The baseball community, so ravenous for prodigy, clamored over the 22-year-old kid with a bold and unconsciously nostalgic “66” on his back. ESPN was inundated in Puig chatter, Internet forums went into frenzy, and fans, regardless of team affiliation, were giddy at the chance of seeing a star born. Then, as quickly as it arrived, the star faded…not due to any kind of performance letdown, but because of perceived character flaws in the outfielder. A series of supposedly unsportsmanlike actions has made Puig a pariah in no time at all. The first strike against Puig, an ejection during a bench-clearing brawl, occurred after he had been beaned in the head. The second was his swaggering bat flips after singles or deep fly-ball outs. The final and most damning was his unresponsiveness to Luis Gonzalez, a former Diamondback who tried to chat with him before a game.
The condemnations rained upon the once future king of L.A. Online comments tore him to shreds, reporters gave their holy two cents, and the sentiment that had welled up in Puig’s direction surged the other way. He was considered the front-runner of MLB’s popular “Final Vote” contest and didn’t win, losing to Braves first basemen Freddie Freeman. Whether or not Puig deserved to be an all-star is secondary–what matters is that Puig would have won the same contest two weeks earlier in a landslide. His case is a beautiful microcosm of human irrationality and capriciousness. The true reason why baseball fans revolted against Puig is because we overindulged ourselves, in the same way that “Rolling in the Deep” went from beloved to overplayed to “oh God not again.” We were unrestrained in praise and equally profligate in our ill-founded hatred.

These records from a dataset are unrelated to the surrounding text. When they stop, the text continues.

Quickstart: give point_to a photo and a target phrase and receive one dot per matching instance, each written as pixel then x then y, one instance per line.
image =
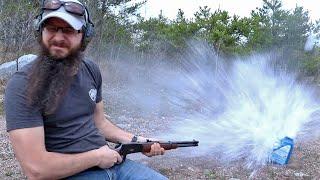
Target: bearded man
pixel 54 110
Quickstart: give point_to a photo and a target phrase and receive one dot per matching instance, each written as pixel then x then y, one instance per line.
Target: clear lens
pixel 75 8
pixel 52 4
pixel 71 7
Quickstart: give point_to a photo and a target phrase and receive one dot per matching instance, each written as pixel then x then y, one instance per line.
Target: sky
pixel 239 7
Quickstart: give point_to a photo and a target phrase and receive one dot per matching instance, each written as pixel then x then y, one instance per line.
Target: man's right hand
pixel 108 157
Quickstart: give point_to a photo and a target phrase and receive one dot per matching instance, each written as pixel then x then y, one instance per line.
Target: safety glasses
pixel 71 7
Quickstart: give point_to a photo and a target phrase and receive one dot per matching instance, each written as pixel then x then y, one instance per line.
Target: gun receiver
pixel 144 147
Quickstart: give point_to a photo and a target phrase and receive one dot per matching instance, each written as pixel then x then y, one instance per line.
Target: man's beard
pixel 50 79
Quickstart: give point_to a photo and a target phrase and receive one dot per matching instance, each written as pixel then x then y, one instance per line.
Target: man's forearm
pixel 52 165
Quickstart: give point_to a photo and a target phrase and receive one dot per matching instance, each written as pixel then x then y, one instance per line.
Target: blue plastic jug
pixel 282 152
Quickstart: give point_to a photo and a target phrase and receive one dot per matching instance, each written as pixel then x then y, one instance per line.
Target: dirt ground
pixel 304 164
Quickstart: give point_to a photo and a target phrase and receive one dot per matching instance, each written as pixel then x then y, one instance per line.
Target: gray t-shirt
pixel 71 128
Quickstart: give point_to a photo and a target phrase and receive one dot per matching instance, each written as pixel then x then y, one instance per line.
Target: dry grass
pixel 304 164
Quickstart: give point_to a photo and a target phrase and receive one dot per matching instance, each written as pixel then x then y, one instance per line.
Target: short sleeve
pixel 19 114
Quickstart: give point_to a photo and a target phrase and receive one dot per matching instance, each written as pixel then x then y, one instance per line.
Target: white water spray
pixel 238 110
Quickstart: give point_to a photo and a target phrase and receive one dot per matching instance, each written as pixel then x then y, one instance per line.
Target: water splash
pixel 237 109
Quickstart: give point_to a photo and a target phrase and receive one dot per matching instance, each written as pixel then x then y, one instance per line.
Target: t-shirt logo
pixel 93 94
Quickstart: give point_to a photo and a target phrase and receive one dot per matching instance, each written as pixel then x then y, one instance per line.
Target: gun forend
pixel 134 147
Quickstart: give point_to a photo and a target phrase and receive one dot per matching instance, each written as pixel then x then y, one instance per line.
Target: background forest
pixel 119 27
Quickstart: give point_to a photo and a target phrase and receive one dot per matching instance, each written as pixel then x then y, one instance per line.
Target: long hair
pixel 50 79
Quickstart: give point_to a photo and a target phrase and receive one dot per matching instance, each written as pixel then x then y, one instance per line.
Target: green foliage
pixel 119 25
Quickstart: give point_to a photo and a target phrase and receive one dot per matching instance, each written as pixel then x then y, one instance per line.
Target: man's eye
pixel 51 28
pixel 68 30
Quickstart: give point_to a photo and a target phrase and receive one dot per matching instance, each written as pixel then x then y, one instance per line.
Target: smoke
pixel 238 109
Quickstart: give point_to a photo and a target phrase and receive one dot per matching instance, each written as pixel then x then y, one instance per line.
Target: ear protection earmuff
pixel 88 28
pixel 88 31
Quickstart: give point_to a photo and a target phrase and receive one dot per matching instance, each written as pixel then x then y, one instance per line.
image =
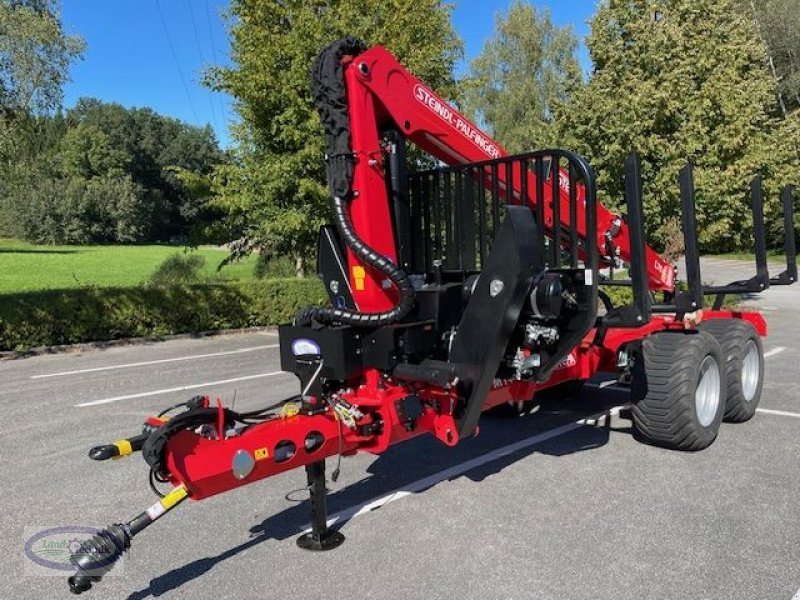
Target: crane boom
pixel 382 93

The case for saving Puig’s character is easy: he is a very young man from a foreign, isolated country who does not speak the native language or understand the culture. His ejection, while hotheaded, was due to a very hard, dangerous object being directed at his cranium, and then witnessing a fellow teammate suffer the same experience. His bat flips are overdone and unsportsmanlike, but perhaps he is not aware of their implications, as the nuances of baseball’s ethics are random and ridiculous. Charging the mound and punching somebody? It isn’t smiled upon but fighting is mostly acceptable in the eyes of the fans. Bat flips? What insolence! The Gonzalez interaction was very likely taken out of context, as Gonzalez tried striking up a conversation about Cuba and Puig (as a Cuban defector) may have been unnerved by this strange man speaking Spanish and asking questions about his native country. It is also possible that Puig wanted to focus on batting practice and mentally prepare for the game. The fact is that nobody knows, but judgments are made all the same.
This is the problem with people when faced with talking about celebrity. Because they do not know the actor, ballplayer, or singer personally, they must make assumptions based on very little evidence. Unfortunately, most people are not great detectives even when assisted by heaps of evidence, so many remarks and insults directed towards famous folks and Puig in particular are largely baseless. Actions are said to speak louder than words, but in reality both can be twisted out of context. Puig, because he can’t speak English, is left with nothing to judge but his actions and his actions, isolated to a baseball diamond, are micoglimpses into his actual life. Perhaps he is a terrible person who wants to fight everyone, mug for the television cameras, and shun former stars, but we as an audience cannot take it upon ourselves to make these conclusions without reason. Perception is hardly truth, and the public must be aware of the pitfalls and consequence of their limited interpretations.